Sunday, March 24, 2013

Goal #2124: Take a Picture of Someone Who Doesn't Want Their Picture Taken

You wouldn’t typically think that taking a picture of someone is a big deal. When I had my photographic moment, I was in a small village on Panay Island near the town of Ilo Ilo in the Philippine Islands. In most of the places I’d been to on the island, folks loved to have their pictures taken. This was especially true with the kids. The kids were always hamming it up for me. They would crowd around me in hopes that I would take their picture with the promise of seeing a copy of it someday.

But old people didn’t tend to react the same way the kids did. I think they were just too steeped in their old traditions. I was new enough to the island and I didn't realize that many of the really old people grew up still believing that spirits could be captured and controlled by strangers with cameras.

I found several very very old women who rolled their own cigars and smoked them with the lit end in their mouth. I thought it would make a great picture to show friends, but apparently they didn’t. They throw a royal tantrum and demanded that I give them my camera. They were just about to unchain their dogs and let them after me when I finally decided that if I valued my life I had better bow to their demands. Just one look at them was enough to convince me that it wouldn't have bothered them in the least to see their dogs tear me apart. They unceremoniously opened my camera, tore out the film, threw my film into the fire and begrudingly gave me back my camera. I was then invited to leave their village and never come back.

Lesson learned: Beware of old ladies who smoke their cigars with the lighted end in their mouth. Anyone who does that has got to be a bit odd and dangerous.

Saturday, March 23, 2013

Goal #1688: See the Midnight Sun in Alaska

I have always heard about the midnight sun in the far north but I’d never seen it. I got my chance when I went to Alaska with my brother and his son to visit my two sisters who lived in Anchorage. It was in June when the salmon were running and the sun didn’t set.

My sister and her husband decided to take us to the Kenai Peninsula to do some serious salmon fishing and see what the Alaskan wilderness is really like. It was so great!  We sat around the fire until 2am talking and enjoyed the light. I kept looking about me thinking it was so strange to have it so light outside at such an early hour in the morning. It wasn’t bright like it is in the middle of the day. Instead, it was more like that dusky time on a summer day after the sun goes down over the mountains but it’s still light out. You can see great without any need of a flashlight or any other light source. For someone who loves light, this was wonderful.

As we talked I could hear that sad lonely call of the Loon off on the lake. My body said it was tired but my mind kept telling me that it was not time to go to sleep because I was getting all that natural light stimulation. It was such a funny feeling. I loved it. I can only image what this place is like in the winter when they get only a few brief hours of light each day. No thank you.

Saturday, March 16, 2013

Goal #2253: See if There is a Book so Awful That I Can't Finish Reading it

Originally, I thought this goal was going to be accomplished by reading a book that was written so poorly that it would be too laborous and painful to read. I have read many books and only a few of them were so badly written that I couldn't finish them. Some were so self-serving that I knew the only intent the author had in writing the book was to brag about how awesome he is. Others were so poorly researched that it was embarrassing to think someone would write and publish such trash. Some quickly established the fact that the author had no clue what he was talking about.
But there is one book that I will always remember as the absolutely most horrifying book I ever tried to read.

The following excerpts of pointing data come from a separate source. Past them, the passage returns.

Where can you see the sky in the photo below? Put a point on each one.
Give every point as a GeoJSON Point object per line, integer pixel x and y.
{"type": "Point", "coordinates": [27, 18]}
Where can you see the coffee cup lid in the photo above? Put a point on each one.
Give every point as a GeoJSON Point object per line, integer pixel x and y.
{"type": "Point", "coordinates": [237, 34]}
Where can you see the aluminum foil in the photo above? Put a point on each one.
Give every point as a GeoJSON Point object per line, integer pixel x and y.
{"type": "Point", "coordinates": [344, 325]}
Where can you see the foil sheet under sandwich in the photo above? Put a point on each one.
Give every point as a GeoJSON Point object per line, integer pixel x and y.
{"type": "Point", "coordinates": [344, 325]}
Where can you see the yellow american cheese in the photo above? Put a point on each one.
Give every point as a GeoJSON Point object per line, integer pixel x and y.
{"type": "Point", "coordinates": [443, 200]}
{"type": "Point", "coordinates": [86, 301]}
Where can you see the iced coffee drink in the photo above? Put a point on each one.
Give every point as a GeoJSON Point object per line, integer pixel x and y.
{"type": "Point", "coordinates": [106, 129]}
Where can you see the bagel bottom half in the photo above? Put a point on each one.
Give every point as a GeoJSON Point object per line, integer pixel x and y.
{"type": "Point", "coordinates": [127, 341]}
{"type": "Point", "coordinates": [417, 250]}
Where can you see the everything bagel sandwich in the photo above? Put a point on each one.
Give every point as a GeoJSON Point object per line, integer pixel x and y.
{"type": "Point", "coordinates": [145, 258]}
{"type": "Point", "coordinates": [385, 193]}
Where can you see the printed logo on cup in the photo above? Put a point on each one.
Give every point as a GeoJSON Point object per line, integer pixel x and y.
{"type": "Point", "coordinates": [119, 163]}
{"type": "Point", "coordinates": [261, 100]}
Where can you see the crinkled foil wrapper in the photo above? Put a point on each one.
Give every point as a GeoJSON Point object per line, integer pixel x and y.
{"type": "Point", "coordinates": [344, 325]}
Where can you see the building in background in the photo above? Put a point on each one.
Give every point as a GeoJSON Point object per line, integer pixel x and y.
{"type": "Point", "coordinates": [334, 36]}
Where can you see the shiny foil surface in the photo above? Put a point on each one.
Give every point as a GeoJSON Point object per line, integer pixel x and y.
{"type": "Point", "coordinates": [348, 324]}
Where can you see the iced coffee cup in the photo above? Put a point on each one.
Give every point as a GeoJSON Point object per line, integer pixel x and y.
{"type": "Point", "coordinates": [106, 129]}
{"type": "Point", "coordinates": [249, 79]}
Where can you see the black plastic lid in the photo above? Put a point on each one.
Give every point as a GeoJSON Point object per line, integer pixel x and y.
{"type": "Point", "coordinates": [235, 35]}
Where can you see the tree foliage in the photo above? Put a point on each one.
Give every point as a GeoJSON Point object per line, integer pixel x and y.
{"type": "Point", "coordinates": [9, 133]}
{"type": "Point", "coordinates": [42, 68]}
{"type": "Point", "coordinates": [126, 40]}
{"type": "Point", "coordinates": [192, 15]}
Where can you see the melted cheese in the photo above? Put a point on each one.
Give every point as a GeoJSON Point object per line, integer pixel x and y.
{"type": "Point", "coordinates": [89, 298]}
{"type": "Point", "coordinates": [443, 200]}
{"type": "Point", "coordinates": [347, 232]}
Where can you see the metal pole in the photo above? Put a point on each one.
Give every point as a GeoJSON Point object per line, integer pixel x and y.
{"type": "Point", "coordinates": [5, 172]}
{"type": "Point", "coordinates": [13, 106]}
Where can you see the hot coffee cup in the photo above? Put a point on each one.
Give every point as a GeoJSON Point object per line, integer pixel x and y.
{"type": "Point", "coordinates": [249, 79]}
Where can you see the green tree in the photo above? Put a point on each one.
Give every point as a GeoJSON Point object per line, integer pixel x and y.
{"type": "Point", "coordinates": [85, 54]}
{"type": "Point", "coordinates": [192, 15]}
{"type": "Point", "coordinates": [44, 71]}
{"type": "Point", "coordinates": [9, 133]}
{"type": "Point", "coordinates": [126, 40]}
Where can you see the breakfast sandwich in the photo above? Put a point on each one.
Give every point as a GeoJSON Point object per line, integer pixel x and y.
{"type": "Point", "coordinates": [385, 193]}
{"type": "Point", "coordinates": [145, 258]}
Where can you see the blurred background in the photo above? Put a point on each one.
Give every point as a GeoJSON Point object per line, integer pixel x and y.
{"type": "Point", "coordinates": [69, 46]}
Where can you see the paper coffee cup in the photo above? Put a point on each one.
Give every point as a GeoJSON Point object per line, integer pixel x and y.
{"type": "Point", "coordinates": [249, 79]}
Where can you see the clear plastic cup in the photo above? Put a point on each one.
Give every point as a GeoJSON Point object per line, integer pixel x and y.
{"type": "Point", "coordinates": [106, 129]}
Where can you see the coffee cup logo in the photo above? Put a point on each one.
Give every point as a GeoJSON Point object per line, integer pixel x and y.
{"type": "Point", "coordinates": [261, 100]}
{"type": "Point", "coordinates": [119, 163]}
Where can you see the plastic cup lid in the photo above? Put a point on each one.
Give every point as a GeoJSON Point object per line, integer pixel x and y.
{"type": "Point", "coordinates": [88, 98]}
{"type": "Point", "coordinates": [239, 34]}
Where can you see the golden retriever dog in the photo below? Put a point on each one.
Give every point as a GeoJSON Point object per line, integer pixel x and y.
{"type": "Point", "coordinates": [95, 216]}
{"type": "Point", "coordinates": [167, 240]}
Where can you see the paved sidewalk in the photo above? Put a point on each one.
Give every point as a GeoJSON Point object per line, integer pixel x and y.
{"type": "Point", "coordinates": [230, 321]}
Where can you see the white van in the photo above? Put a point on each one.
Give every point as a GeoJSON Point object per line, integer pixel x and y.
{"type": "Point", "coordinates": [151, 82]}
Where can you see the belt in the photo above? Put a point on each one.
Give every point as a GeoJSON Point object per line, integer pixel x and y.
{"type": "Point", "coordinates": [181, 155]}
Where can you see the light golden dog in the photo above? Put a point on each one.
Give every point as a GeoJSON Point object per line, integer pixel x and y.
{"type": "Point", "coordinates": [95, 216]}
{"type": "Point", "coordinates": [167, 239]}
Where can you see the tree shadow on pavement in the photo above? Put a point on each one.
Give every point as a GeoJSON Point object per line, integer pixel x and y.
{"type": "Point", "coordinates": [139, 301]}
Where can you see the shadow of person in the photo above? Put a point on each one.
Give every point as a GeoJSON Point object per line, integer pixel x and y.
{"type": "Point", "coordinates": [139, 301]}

I will not give the title of the book because I want no part in getting anyone else to read such a horrible book as this one. It was written by an author who interviewed men who had served as guards in German Nazi concentration camps throughout Europe during WWII. He wanted to get a picture of what happened at these camps from their perspective of the men who served as guards.
What I read in this book was some of the most horrid and gruesome accounts of man’s inhumanity to man I have ever encountered. In some macabre way, I was fascinated to read how these men justified what they were doing. Many actually believed that Jews were a subhuman species and needed to be destroyed so as not to pollute the superior human race. Others went mad because of their involvement in carrying out such inhuman orders given them by their "superiors." Some took such great joy and delight in displaying their brutality. This book gave me an insight into the tortured minds of men who knew they were doing the most awful things they could possibly do to other people.
I read about a third of the book and finally had to stop because it was simply so awful. I was literally getting sick to my stomach. Months later when the trauma wore off I picked up the book to see if I could finish it. After only a chapter or two I had to quite again. This continued until I got about two thirds of the way through the book. I finally had to just throw it away. I was so disturbed by what I was reading that I tore the book to pieces and burned it so that no one else would get hold of this book.
Now, you have to understand that I am a bibliophile and I don’t destroy books. And I NEVER burn them!! But I did NOT want anyone else to read this mind numbing book. I felt I would be doing something morally wrong by donating this book to any place that would make it possible for others to read it. It was an amazingly powerful book; powerful in a tortured terrible way.